NeuroNuggets: CVPR 2018 in Review, Part I

Neuromation
Neuromation
Published in
6 min readSep 11, 2018

Here at Neuromation, we are always on the lookout for new interesting ideas that could help our research. And what better place to look for them than top conferences! We have already written about our success at the DeepGlobe workshop for the CVPR (Computer Vision and Pattern Recognition) conference. This time we will take a closer look at some of the most interesting papers from CVPR itself. These days, top conferences are very large affairs, so prepare for a multi-part post. The papers are in no particular order and chosen not only for standing out among the crowd but also for relevance to our own studies that we do at Neuromation. This time, Aleksey Artamonov (whom you have met before) prepared the list, and I tried to supply some text around it. In this series, we will be very brief, trying to extract at most one interesting point from each paper, so in this format we cannot really do these works justice and wholeheartedly recommend to read the papers in full.

GANs and Computer Vision

In the first part, we concentrate on generative models, that is, machine learning models that can not only tell cats and dogs apart on a photo but also can produce new images of cats and dogs. For computer vision, the most successful class of generative models are generative adversarial networks (GAN), where a separate discriminator network learns to distinguish between generated objects and real objects, and the generator learns to fool the discriminator. We have already written about GANs several times (e.g., here and here), so let’s jump right into it!

Finding Tiny Faces in the Wild

Y. Bai et al., Finding Tiny Faces in the Wild with Generative Adversarial Network

In this collaboration between Saudi and Chinese researchers, the authors use a GAN to detect and upscale very small faces on photographs of large crowds. Even just detecting small faces is an interesting problem that regular face detectors (that appear, e.g., in our previous post) usually fail to solve.

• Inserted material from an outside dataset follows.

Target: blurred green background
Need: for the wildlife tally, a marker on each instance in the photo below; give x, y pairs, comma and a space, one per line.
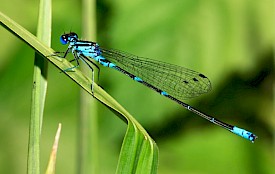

And here the authors propose an end-to-end pipeline to extract faces and then apply a generative model to upscale it up to 4x (a process known as superresolution). Here is the pipeline overview from the paper:

PairedCycleGAN for Makeup

H. Chang et al., PairedCycleGAN: Asymmetric Style Transfer for Applying and Removing Makeup

Conditional GANs are already widely used for image manipulation; we have mentioned superresolution, but GANs also succeed for style transfer. With GANs, one can learn salient features that correspond to specific image elements — and then change them! In this work, researchers from Princeton, Berkeley and Adobe present a framework for makeup modification on photos. One interesting part of this work is that the authors train separate generators for different facial components (eyes, lips, skin) and apply them separately, extracting facial components with a different network:

GANerated Hands

F. Mueller et al., GANerated Hands for Real-Time 3D Hand Tracking from Monocular RGB

We have already written about pose estimation in the past. One very important subset of pose estimation, which usually requires separate models, is hand tracking. The sci-fi staple of manipulating computers by waving your hands is yet to be fully realized and still requires specialized hardware such as Kinect. As usual, one of the main problems is data: where can you find real video streams of hands labeled in 3D?.. In this work, the authors present a conditional GAN architecture that is able to convert synthetic 3D models of hands to photorealistic images that are then used to train the hand tracking network. This work is very close to our heart as synthetic data is the main emphasis of our studies at Neuromation, so we will likely consider it in more detail later. Meanwhile, here is the “synthetic-to-real” GAN architecture:

Person Transfer GAN

L. Wei et al., Person Transfer GAN to Bridge Domain Gap for Person Re-Identification

Person re-identification (ReID) is the problem of finding the same person on different photos taken in varying conditions and under varying circumstances. This problem has, naturally, been the subject of many studies, and it is relatively well understood by now, but the domain gap problem still remains: different datasets with images of people still have very different conditions (lighting, background etc.), and networks trained on one dataset lose a lot in the transfer to another dataset (and also to, say, a real world application). The picture above shows what different datasets look like. To solve this problem, this work proposes a GAN architecture able to transfer images from one “dataset style” to another, again using GANs to augment real data with complex transformations. It works like this:

Eye Image Synthesis with Generative Models

K. Wang et al., A Hierarchical Generative Model for Eye Image Synthesis and Eye Gaze Estimation

This work from the Rensselaer Polytechnic Institute attacks a very specific problem: generating images of human eyes. This is important not only to make beautiful eyes in generated images but also, again, to use generated eyes to work backwards and solve the gaze estimation problem: what is a person looking at? This would pave the way to truly sci-fi interfaces… but that’s still in the future, and at present even synthetic eye generation is a very hard problem. The authors present a complex probabilistic model of eye shape synthesis and propose a GAN architecture to generate eyes according to this model — with great success!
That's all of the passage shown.